Au Japon, il est facile de survivre et d'affronter les situations quotidiennes avec quelques mots et phrases de base. C'est l'une des grandes raisons pour lesquelles beaucoup de francophones qui y vivent — ou qui y passent — ne parlent pas encore couramment, ni même à un niveau intermédiaire. En pensant à cela, nous avons écrit cet article pour vous aider à dissimuler et à feindre de parler couramment le japonais.
Le but n'est pas de tromper qui que ce soit, mais simplement de masquer vos années d'étude et de procrastination qui ne vous ont pas appris à tenir une conversation. Cela arrive à de nombreux étudiants de japonais, et d'autres langues. Ils étudient jour et nuit, avalent des milliers de mots, de verbes et de règles, mais lorsqu'il s'agit de parler, la phrase reste coincée.
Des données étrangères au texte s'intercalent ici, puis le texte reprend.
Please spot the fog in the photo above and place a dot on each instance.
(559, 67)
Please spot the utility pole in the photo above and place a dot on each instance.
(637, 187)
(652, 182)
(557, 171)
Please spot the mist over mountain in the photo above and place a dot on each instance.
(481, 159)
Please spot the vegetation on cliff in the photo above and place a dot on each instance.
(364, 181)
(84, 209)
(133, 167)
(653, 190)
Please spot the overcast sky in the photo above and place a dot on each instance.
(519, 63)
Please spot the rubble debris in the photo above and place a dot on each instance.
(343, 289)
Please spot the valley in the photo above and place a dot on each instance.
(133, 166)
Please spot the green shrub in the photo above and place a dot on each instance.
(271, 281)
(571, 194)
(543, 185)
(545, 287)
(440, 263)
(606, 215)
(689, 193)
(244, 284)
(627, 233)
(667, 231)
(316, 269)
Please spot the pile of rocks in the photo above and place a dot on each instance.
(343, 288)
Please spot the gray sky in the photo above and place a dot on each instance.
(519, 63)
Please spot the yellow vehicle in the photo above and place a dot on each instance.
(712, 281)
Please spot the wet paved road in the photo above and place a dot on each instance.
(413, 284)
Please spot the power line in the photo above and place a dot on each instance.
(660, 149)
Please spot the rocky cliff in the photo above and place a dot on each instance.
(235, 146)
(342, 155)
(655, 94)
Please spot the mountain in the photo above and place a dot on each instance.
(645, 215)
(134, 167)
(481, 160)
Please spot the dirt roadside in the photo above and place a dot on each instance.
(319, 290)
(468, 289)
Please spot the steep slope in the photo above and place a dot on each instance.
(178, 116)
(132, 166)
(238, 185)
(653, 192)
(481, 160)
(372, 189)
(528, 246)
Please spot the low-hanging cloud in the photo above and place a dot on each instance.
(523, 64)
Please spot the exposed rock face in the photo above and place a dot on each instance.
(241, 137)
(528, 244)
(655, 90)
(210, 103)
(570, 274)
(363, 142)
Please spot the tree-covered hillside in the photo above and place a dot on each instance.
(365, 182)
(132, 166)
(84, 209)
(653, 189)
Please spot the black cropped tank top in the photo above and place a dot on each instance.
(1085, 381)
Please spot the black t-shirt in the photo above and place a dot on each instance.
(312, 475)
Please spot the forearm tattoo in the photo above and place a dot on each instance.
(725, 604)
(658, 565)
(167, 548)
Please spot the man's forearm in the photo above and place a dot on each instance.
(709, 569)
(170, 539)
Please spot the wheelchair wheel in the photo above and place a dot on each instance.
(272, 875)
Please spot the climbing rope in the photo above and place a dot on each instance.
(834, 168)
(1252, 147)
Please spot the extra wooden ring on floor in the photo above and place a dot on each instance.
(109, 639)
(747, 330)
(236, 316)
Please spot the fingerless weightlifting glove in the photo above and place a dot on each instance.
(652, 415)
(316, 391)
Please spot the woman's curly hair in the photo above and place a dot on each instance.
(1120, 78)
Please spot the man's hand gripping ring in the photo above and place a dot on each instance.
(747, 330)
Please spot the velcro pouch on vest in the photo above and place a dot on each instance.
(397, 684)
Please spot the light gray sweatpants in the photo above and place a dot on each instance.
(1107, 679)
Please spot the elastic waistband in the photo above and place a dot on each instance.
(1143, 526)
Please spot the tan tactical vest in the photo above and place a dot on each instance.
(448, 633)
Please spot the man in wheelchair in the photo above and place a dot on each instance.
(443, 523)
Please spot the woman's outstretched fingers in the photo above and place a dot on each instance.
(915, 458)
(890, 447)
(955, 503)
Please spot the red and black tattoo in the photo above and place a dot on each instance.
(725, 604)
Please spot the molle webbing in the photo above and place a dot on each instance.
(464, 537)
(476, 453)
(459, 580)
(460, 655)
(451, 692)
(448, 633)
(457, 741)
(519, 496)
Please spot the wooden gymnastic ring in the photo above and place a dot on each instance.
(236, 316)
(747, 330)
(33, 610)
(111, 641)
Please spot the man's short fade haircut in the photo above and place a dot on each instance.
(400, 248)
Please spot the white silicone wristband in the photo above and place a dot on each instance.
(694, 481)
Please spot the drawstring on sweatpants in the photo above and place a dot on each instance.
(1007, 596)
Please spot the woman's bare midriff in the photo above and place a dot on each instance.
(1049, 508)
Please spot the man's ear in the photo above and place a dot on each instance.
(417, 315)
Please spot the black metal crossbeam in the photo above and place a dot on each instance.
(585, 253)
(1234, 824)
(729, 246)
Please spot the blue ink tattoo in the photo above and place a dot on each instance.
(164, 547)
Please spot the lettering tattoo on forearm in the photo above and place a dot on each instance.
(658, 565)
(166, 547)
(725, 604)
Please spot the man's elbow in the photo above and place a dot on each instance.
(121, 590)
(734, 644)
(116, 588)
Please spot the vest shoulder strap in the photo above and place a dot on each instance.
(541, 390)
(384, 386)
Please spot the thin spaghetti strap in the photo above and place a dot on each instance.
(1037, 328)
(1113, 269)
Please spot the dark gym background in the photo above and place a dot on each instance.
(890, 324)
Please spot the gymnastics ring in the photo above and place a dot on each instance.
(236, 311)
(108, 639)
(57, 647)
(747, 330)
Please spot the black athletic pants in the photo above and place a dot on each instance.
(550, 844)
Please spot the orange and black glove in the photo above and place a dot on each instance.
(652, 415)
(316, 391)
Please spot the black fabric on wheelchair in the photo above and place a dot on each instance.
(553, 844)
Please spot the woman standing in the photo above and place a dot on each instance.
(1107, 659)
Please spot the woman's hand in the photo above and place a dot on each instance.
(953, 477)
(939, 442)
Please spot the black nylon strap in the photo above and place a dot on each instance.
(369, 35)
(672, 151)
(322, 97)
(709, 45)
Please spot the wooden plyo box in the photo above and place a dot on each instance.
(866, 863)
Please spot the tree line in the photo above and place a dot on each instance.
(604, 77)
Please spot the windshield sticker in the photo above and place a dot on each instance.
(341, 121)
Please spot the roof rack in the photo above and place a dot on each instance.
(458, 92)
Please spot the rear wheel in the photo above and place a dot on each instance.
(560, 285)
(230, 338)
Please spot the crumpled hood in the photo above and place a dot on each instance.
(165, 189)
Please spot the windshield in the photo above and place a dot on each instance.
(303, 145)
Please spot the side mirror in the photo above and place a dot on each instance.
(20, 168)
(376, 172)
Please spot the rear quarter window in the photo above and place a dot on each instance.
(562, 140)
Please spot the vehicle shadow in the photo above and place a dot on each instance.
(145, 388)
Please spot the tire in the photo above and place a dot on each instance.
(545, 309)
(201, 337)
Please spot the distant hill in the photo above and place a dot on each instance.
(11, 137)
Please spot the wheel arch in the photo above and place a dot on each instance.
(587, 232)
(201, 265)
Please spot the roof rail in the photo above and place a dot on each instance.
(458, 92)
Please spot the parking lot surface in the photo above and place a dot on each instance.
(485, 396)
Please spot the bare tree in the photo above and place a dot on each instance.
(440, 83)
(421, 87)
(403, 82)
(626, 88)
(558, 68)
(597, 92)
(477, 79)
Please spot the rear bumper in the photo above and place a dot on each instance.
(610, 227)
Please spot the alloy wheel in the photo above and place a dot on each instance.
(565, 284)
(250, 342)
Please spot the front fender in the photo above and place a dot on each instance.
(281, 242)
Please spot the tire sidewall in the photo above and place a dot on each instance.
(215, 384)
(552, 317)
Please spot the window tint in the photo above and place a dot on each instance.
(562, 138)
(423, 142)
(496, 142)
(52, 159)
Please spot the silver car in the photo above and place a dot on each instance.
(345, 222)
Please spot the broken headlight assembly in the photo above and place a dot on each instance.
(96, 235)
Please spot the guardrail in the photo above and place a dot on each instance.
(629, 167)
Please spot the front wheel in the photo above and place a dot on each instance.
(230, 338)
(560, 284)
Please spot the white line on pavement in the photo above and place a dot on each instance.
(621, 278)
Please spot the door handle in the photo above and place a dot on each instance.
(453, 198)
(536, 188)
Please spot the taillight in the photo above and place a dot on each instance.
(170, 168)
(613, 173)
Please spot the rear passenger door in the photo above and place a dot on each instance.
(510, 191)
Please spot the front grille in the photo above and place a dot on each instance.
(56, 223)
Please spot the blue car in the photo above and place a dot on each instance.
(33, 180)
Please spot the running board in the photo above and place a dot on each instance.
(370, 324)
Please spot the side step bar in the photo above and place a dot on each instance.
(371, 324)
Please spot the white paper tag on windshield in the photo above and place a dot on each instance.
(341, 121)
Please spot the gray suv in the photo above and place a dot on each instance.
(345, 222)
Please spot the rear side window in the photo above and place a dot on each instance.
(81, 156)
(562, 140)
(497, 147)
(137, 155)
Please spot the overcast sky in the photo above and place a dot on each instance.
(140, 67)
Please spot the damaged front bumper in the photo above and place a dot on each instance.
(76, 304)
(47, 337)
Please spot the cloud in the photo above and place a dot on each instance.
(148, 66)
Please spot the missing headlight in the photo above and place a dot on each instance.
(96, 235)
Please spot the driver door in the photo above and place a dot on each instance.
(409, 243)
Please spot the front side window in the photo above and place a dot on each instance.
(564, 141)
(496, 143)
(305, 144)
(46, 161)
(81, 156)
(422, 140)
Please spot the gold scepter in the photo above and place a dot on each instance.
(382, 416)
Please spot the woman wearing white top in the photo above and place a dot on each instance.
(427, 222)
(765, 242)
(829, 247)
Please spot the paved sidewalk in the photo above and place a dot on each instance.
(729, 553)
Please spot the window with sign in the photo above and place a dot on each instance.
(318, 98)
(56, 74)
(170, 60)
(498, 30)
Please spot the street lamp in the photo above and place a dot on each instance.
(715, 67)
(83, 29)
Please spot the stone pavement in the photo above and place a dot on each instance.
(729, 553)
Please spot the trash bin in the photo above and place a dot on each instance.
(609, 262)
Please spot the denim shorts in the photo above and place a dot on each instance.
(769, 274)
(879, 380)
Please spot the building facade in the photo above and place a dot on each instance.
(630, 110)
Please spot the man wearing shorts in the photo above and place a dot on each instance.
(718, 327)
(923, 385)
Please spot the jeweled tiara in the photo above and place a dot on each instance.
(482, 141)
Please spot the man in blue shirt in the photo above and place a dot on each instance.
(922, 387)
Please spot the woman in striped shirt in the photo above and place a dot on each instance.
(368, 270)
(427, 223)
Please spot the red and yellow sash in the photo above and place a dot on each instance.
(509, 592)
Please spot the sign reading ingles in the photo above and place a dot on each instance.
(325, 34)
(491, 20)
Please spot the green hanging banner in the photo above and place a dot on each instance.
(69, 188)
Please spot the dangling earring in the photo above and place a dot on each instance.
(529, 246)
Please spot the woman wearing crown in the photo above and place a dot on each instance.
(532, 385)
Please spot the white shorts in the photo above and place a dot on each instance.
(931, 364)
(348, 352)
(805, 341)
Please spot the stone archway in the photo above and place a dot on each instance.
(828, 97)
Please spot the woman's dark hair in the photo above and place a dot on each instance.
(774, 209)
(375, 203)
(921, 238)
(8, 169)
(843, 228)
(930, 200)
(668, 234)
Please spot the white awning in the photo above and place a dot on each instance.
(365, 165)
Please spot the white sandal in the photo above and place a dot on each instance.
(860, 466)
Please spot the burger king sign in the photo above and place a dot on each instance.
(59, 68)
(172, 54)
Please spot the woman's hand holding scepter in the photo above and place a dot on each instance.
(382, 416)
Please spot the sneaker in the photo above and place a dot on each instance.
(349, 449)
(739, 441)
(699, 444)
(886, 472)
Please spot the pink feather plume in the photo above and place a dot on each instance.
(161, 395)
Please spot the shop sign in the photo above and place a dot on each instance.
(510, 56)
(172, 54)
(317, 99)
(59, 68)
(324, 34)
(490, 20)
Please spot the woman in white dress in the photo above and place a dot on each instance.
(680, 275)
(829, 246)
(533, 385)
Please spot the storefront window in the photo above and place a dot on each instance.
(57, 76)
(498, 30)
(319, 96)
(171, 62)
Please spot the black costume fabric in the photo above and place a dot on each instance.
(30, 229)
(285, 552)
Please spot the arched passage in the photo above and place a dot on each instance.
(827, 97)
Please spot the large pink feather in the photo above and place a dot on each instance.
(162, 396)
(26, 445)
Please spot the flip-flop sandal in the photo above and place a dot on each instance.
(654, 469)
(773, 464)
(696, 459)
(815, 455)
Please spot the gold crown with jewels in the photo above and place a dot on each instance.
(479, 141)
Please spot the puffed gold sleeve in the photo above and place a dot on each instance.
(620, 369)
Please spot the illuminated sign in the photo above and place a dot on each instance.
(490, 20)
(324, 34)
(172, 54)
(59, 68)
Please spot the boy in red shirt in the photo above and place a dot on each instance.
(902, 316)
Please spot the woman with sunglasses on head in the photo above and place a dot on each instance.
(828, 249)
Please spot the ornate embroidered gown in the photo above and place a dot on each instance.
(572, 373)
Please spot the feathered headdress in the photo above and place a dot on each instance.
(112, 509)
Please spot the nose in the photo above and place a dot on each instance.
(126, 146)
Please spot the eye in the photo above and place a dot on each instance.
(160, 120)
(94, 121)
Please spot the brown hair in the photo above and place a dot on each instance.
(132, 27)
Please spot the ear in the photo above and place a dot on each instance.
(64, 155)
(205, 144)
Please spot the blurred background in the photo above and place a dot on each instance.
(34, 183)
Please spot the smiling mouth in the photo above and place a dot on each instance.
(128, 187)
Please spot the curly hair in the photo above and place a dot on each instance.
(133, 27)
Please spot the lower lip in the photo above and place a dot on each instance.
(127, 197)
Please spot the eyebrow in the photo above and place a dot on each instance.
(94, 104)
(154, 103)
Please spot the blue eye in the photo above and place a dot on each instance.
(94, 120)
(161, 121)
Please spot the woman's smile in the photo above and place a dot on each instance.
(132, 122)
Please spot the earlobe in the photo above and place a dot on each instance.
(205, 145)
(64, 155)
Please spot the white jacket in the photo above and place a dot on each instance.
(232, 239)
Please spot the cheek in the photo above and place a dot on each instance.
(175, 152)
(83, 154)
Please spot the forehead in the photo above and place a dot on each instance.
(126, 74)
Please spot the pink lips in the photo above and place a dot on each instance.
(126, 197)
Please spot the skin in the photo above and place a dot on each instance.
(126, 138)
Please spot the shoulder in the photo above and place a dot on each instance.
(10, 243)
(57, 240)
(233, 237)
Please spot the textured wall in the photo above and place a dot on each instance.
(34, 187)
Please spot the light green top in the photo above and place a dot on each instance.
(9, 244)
Parler couramment le japonais demande du temps, beaucoup de dévouement et une immersion avec des Japonais pour entraîner la conversation. Certains ont une appréhension réelle : peur de se tromper, peur de mal parler. Les conseils ci-dessous servent à dissimuler ce trou, et à feindre de comprendre ce qui se passe autour de vous — le temps de reprendre pied.

D'autres ont besoin d'apprendre vite quelques phrases pour un discours, une présentation, ou simplement pour ne pas rester muets au Japon. Beaucoup de célébrités apprennent au moins une réplique dans la langue du public. L'accent, le registre familier et les petits bruits d'écoute comptent souvent plus qu'une grammaire parfaite dans ces moments-là.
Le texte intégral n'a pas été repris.